Loghouses and Dugouts


Lincoln Sentinel-Republican, Feb. 2, 1956

Loghouses - Dugouts Were The Abode
Of Pioneer Settlers Of Lincoln County

There are probably few people left here who remember the loghouses and dugouts built by the first settlers in this section of the country. J.C. Ruppenthal of Russell, one of the pioneer residents of Lincoln county, gives a striking history of life in this section at that time and describes some of the loghouses and dugouts built during the period, in an article recently printed in the Wilson World, and which follows:

The settlers of those days who landed from a U.P. train at Wilson had to drive about eight or 10 miles north to see a tree of any kind. He might then see the Twin Groves where Scout Farley made his residence until his death in the Arickaree battle with the Indians in northeastern Colorado. In one of three groves on Dry creek, a log house was built about 1869. It is said that a man named Phelps or Phillips built the latter.

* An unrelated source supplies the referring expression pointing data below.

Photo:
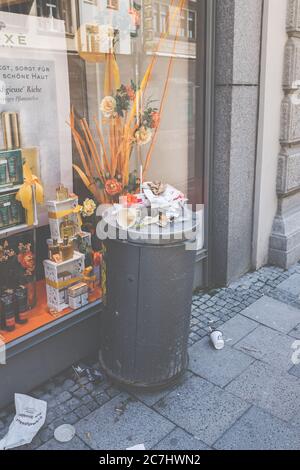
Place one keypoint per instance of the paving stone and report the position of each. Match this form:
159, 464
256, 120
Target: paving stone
291, 285
202, 409
121, 423
46, 434
180, 440
63, 397
272, 313
295, 333
268, 388
152, 397
237, 328
295, 371
295, 421
258, 430
219, 367
75, 444
269, 346
101, 398
71, 418
68, 384
112, 392
80, 392
82, 411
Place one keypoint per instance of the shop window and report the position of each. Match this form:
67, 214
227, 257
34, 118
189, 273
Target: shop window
85, 126
59, 9
114, 4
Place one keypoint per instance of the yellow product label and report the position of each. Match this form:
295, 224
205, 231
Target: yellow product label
63, 284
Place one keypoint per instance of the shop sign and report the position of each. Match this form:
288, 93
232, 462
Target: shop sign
34, 83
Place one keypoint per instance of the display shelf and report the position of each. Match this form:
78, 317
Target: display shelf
40, 316
8, 188
15, 230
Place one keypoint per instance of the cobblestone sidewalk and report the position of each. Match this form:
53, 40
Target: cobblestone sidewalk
245, 396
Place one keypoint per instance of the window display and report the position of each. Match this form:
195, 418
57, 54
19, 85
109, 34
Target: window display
97, 106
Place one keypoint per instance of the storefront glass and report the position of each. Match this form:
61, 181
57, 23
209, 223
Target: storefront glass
96, 97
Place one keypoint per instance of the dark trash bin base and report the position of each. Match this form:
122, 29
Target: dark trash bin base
146, 320
153, 387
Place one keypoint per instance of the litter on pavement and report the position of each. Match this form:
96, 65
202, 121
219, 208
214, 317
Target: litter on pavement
30, 417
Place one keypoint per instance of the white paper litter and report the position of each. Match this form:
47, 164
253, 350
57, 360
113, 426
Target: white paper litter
64, 433
30, 417
137, 447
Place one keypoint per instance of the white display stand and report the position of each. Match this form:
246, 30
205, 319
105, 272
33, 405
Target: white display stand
55, 285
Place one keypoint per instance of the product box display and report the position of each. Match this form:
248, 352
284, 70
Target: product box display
11, 168
11, 211
59, 277
64, 218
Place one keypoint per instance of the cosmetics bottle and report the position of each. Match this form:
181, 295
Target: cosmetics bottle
11, 130
67, 228
4, 181
67, 249
54, 252
62, 193
9, 310
21, 297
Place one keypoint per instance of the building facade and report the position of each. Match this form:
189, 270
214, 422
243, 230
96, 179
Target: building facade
224, 94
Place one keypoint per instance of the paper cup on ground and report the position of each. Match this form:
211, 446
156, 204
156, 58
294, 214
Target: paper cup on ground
217, 340
127, 217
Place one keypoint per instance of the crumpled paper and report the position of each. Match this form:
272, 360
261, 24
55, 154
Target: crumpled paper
30, 417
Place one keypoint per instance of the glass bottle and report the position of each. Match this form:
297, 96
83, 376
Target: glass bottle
67, 228
67, 249
54, 252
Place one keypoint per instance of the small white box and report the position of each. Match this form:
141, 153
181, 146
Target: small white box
54, 277
57, 210
75, 302
84, 299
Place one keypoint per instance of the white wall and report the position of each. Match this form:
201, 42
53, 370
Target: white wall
273, 40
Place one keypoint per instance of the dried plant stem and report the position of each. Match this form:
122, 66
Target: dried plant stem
105, 157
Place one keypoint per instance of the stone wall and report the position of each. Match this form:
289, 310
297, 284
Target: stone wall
285, 237
237, 67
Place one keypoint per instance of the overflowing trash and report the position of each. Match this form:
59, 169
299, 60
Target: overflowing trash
30, 417
91, 373
217, 340
137, 447
64, 433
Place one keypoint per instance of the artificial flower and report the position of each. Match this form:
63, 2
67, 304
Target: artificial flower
108, 106
88, 207
113, 187
143, 135
155, 119
131, 93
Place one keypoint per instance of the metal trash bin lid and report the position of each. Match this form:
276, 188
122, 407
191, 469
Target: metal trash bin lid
177, 232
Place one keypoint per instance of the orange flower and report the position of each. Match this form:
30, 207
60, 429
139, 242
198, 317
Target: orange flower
113, 187
130, 92
155, 119
131, 199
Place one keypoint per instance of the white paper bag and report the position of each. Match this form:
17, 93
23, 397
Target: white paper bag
30, 417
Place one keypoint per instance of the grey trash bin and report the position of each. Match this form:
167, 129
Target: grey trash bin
146, 320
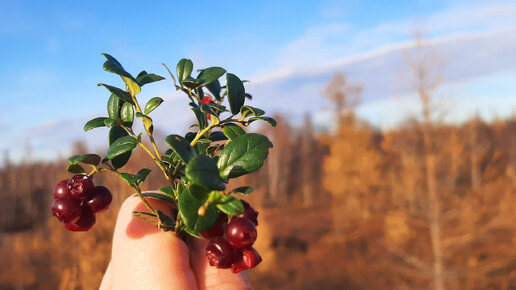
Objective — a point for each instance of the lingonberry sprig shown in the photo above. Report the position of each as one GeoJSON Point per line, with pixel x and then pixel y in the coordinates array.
{"type": "Point", "coordinates": [197, 166]}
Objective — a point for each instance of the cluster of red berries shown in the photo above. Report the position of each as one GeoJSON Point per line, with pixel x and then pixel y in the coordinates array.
{"type": "Point", "coordinates": [230, 244]}
{"type": "Point", "coordinates": [77, 201]}
{"type": "Point", "coordinates": [208, 100]}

This house was 24 feet long east and west and 16 feet wide north and south. Most of the logs were about 10 inches to one foot thick, but one that was laid first on the earth was about 15 to 18 inches wide. Nearly all the logs were rough hewn for the inside and outside of the house, but not on the upper and lower sides. Varieties included oak, ash, elm and cottonwood.

Each side of the house had one window space about two feet square cut through the logs. A sash of about six small panes of glass was put in each for light. An average sized man involuntarily ducked a little when about to enter the only door which was on the south.

For 11 years that log house was chief home of this writer. Thin flagstones of limestone, later called post rock, laid upon the ground made the floor for 8 to 10 feet. The rest of the floor was made of grooved flooring after some years of bare earth.

Log houses similar to the above mentioned were built down the Saline Valley by Wm. T. Prescott, Wm. Hilmer, and as early as 1874, by Herman Witte, all close to the river. Other such houses along Twin Creek (west fork) were by an Ohio colony: C.M. Heaton, John Pugh, A.T. Biggs and others. Westward of Twin Groves and the Phelps loghouse were M.W. Hurlbut, John Putman, Dennis Lambert and sons. Henry Kies moved his loghouse about a mile from the east end of his claim to the other end. Farther up the Saline river, a loghouse was on Hell creek.

Need of a dwelling place led to digging a dugout when logs were not available for a loghouse. A dugout was made at the east end of the claim owned by Charles Randall on Section 32. Remains may still be seen. This was used as a school house for several months in the summer of 1879 when Miss Belle Coover taught there.

By the next year Joseph Brichacek had built a small stone house on his homestead just west of the Randall claim, and Miss Maud Davis of Lincoln Center taught a school there which closed Aug. 13, 1880, with a farewell picnic in the Twin or Farley Groves. Seven of that school are known to live yet.

A unique variation from that of the area which developed to a post office at Sylvan Grove, was the cabin or dugout of four young Kansas Pacific railroad hands, recently arrived from Germany, who wanted free lands and each filed on 80 acres for a homestead on the east section 22-12-10w. They dug a cellar where the four tracts had a common corner. This cellar was one fourth on each tract. It was roofed over and made a home for the four until conditions improved. In this way, they met the U.S. Land Office requirements that a settler must live on his claim and improve it. Although all four young bachelors owned only the fourth of the dugout, each was able to eat and rest and sleep on his own land, though all four were in one room.

Later each built a good frame house at the other ends of their claims and brought a young bride thither.

These pioneers were William Hilmer, Benjamin Oschwald (then known as Oswald) and two brothers, Fred and Chris Meyer.